(Il Sole 24 Ore Radiocor) - La delusione per un mancato accordo con l'azionista Sinochem penalizza le azioni di Pirelli a Piazza Affari, mettendo in ombra la trimestrale migliore delle attese. Pirelli ha chiuso il primo trimestre con un utile netto di 127,2 milioni, in crescita del 26,7% rispetto allo stesso periodo del 2024. I ricavi sono aumentati a 1.758,6 milioni di euro (+3,7% e +4,7% la variazione organica escludendo l’effetto cambi pari a -1%).

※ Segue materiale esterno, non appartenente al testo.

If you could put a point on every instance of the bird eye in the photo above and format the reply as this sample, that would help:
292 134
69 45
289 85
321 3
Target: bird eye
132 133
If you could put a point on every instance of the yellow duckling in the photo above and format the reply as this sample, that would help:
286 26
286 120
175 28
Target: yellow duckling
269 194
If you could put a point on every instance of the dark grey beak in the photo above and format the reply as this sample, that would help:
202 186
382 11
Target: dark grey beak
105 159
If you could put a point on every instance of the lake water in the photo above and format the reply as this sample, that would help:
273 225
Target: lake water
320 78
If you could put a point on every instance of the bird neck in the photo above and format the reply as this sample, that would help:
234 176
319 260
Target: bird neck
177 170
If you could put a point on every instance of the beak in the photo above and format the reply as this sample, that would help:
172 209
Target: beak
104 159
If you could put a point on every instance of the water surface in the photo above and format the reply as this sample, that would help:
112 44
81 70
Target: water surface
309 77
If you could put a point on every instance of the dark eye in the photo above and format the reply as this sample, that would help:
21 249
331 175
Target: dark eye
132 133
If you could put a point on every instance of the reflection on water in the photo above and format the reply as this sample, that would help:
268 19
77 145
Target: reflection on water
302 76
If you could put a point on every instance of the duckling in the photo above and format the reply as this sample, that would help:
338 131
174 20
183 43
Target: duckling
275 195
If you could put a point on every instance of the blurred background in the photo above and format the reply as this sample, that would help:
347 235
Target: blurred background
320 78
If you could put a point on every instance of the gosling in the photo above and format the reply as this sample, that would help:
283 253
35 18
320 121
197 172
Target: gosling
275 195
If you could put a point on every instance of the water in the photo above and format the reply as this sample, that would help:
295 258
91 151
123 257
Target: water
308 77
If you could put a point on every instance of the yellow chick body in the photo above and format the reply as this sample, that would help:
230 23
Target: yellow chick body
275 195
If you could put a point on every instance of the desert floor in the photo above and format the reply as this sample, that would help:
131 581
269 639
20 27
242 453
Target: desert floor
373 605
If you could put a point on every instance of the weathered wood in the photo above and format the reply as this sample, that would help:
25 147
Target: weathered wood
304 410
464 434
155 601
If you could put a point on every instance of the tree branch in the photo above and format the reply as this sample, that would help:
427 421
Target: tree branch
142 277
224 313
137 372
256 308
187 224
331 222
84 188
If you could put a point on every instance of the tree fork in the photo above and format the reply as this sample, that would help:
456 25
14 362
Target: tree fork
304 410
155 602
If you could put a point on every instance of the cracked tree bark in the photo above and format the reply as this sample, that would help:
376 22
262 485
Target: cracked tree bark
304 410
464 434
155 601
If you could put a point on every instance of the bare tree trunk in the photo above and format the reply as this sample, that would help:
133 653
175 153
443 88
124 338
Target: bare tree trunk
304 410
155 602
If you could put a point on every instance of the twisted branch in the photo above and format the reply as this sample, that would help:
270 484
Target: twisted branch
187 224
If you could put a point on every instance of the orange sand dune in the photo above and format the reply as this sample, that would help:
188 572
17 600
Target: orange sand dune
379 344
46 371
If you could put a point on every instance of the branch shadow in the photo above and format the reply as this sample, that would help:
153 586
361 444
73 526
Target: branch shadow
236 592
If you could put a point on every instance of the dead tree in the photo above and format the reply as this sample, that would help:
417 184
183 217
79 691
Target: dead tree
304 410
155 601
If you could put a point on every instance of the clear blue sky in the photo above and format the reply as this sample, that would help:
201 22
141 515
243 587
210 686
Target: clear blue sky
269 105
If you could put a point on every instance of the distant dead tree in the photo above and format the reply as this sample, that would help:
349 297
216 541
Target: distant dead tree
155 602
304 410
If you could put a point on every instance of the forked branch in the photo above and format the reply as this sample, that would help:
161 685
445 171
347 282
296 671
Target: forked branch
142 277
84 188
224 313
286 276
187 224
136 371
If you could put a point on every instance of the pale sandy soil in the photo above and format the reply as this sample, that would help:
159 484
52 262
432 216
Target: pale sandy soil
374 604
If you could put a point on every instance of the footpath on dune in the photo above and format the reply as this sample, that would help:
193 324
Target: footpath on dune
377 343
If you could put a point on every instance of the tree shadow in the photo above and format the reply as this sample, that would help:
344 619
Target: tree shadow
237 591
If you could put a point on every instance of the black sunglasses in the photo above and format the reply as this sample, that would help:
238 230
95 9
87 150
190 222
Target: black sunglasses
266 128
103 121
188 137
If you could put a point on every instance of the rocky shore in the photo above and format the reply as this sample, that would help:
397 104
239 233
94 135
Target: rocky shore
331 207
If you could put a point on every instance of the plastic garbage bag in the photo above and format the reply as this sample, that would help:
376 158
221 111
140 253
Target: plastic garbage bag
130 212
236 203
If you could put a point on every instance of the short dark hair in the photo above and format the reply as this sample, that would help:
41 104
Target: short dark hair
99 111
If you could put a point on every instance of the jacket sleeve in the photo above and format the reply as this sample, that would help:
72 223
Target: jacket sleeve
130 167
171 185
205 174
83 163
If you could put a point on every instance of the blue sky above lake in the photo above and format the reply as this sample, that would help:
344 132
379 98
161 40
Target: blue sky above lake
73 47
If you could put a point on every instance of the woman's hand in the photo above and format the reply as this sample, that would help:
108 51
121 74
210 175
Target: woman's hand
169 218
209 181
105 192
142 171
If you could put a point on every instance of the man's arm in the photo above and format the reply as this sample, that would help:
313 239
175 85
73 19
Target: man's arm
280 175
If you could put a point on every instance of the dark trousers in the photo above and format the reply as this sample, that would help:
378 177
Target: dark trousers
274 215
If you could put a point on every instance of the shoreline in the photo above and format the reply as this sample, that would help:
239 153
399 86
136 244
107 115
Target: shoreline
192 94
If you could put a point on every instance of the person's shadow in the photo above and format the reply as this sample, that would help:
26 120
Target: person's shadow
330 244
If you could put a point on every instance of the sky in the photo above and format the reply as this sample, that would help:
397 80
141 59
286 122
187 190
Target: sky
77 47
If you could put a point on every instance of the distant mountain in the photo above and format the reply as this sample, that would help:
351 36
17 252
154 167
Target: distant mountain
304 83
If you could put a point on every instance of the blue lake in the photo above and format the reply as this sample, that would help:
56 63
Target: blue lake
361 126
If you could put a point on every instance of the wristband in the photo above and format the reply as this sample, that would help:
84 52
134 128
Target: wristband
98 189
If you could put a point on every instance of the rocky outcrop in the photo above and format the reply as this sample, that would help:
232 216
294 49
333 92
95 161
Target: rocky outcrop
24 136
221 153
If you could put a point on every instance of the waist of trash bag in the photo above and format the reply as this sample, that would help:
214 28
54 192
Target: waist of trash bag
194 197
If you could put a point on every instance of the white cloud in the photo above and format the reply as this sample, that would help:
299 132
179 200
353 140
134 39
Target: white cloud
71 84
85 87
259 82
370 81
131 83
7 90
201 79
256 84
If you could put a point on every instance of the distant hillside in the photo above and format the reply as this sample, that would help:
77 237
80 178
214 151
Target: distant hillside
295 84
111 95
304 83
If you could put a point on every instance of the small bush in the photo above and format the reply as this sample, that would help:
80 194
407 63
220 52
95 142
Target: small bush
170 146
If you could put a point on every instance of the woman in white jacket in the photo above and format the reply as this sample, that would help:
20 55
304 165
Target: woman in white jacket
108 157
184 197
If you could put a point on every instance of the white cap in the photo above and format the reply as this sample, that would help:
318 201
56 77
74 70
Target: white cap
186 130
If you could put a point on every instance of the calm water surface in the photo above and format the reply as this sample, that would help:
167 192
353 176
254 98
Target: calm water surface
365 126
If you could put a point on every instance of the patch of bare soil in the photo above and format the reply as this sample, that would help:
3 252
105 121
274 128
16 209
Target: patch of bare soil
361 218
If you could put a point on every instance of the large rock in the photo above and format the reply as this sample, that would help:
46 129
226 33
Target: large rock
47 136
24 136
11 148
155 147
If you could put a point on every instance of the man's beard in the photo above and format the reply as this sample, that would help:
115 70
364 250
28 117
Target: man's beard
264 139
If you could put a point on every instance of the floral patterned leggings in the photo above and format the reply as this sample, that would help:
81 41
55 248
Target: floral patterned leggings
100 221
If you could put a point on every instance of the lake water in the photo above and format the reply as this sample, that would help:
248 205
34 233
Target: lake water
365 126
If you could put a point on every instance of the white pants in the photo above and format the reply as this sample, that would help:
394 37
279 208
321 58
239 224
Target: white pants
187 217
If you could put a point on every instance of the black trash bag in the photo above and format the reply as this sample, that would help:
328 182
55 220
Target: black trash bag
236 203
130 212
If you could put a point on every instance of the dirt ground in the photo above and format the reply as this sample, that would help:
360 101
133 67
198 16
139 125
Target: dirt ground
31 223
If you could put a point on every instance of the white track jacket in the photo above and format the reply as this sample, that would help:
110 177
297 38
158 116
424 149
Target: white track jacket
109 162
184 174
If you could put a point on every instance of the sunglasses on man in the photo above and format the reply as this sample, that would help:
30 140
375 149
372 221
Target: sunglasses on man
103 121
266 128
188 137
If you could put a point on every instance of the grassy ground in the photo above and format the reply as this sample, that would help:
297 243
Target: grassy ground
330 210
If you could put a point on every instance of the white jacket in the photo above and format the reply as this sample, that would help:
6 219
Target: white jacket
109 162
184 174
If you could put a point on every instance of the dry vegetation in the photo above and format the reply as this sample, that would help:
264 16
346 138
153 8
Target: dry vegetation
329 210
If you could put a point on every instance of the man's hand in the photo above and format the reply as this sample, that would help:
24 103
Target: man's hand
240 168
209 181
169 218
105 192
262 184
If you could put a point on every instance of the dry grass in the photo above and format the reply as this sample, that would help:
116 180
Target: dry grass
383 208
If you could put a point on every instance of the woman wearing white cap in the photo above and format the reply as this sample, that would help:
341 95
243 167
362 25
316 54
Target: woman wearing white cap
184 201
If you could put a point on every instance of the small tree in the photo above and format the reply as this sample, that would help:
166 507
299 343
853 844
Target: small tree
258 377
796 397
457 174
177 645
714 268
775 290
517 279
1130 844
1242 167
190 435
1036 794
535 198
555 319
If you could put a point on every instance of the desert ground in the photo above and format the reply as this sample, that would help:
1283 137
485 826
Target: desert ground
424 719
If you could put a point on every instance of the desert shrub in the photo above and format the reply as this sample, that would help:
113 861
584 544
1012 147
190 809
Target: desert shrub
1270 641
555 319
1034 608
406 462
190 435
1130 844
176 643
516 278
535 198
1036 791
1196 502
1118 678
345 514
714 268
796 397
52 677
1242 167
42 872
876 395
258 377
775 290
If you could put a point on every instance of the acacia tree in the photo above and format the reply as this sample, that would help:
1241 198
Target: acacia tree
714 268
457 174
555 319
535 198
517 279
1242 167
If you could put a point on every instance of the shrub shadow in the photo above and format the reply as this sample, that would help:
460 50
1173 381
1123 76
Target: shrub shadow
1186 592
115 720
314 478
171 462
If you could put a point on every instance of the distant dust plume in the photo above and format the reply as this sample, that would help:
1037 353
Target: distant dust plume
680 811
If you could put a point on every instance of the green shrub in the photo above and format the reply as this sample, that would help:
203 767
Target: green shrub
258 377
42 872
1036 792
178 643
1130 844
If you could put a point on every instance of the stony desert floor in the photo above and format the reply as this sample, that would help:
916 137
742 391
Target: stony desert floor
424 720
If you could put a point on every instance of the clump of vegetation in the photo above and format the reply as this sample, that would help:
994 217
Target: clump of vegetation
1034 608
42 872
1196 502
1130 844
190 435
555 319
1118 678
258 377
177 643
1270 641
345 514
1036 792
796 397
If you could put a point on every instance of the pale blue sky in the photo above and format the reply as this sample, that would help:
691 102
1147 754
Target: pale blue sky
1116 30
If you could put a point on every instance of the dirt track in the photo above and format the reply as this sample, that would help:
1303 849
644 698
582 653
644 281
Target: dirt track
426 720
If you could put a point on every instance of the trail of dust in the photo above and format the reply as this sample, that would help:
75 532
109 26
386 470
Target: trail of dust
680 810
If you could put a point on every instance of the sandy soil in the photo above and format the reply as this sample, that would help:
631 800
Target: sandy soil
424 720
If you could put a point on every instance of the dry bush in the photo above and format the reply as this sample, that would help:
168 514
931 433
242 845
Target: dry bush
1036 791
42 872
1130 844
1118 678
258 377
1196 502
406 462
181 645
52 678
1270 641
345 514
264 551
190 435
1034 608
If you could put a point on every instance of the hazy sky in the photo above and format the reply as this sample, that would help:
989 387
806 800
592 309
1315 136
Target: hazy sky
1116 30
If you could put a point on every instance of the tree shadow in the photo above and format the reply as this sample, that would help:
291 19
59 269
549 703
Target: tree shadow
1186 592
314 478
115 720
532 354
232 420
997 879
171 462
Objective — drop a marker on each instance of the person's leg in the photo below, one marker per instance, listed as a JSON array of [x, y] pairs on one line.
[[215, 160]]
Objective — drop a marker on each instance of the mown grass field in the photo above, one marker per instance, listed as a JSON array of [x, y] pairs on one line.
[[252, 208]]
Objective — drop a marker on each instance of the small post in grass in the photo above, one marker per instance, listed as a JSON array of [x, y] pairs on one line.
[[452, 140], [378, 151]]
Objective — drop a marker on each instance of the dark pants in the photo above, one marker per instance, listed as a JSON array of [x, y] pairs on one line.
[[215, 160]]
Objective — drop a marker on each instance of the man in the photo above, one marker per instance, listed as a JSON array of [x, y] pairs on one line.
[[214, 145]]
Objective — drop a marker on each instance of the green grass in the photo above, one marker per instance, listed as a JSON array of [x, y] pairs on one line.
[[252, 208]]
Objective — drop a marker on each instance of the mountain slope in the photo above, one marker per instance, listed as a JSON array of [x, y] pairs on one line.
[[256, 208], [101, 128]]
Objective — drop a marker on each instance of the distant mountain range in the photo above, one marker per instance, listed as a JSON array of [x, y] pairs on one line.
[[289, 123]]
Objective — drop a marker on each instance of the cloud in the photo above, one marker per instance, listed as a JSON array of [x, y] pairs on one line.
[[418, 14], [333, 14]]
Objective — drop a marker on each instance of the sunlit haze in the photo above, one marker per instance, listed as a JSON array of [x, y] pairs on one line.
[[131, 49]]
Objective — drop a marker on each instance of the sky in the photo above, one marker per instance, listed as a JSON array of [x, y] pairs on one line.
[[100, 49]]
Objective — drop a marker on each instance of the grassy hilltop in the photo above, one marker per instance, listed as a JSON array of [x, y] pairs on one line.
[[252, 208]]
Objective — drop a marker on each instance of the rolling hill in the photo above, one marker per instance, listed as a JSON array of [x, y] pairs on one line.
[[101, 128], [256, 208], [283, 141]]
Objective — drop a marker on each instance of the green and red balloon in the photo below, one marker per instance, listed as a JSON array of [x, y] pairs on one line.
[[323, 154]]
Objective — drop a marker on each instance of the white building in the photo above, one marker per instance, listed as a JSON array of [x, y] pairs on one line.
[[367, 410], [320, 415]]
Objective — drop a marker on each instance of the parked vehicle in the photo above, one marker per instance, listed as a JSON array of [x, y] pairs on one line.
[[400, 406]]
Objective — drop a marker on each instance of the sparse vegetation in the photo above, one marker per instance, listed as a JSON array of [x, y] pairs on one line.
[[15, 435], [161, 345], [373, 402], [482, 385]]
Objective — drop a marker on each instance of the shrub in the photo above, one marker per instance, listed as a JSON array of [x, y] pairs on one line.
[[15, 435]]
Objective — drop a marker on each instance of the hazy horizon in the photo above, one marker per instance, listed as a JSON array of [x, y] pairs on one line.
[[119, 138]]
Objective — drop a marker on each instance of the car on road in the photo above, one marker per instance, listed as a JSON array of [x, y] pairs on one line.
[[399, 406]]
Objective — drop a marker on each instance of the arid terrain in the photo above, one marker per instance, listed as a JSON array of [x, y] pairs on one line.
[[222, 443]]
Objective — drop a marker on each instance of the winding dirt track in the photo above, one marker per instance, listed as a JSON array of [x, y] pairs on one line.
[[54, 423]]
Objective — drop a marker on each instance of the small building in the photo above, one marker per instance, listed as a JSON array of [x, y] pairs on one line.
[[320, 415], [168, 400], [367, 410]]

Si sono invece concluse con un nulla di fatto le trattative con i soci cinesi di Sinochem, i principali azionisti, volte a risolvere le problematiche legate allo sviluppo sul mercato statunitense. «Le proposte avanzate da Pirelli a Sinochem sono state rifiutate», ha spiegato la società di pneumatici. Ma il management, «forte dei risultati» del trimestre, «rimane fiducioso che con il supporto degli azionisti storici e del mercato gli interessi di Pirelli saranno pienamente tutelati nel rispetto di tutti gli stakeholder», è stato precisato.

Equita è fiduciosa sulle Pirelli e così continua a raccomandarne l'acquisto ('Buy'), stimando un target di prezzo a 6,2 euro. La sim, però, evidenzia che «resta da chiarire lo scontro tra Camfin (che detiene il 26,4% di Pirelli) e Sinochem (al 37%) a proposito del controllo, con il cda della società che ha sancito che non appartiene al gruppo cinese». Anche il vicepresidente, Marco Tronchetti Provera, ha dichiarato di aspettarsi che prima o poi i cinesi si allineeranno agli interessi della società, al fine di evitare limitazioni nell’operatività sul mercato Usa per il fatto di avere un azionista rilevante cinese. A breve è anche atteso il responso del golden power del Governo italiano. Comunque Equita è convinta che alla fine Sinochem ridurrà la propria presa.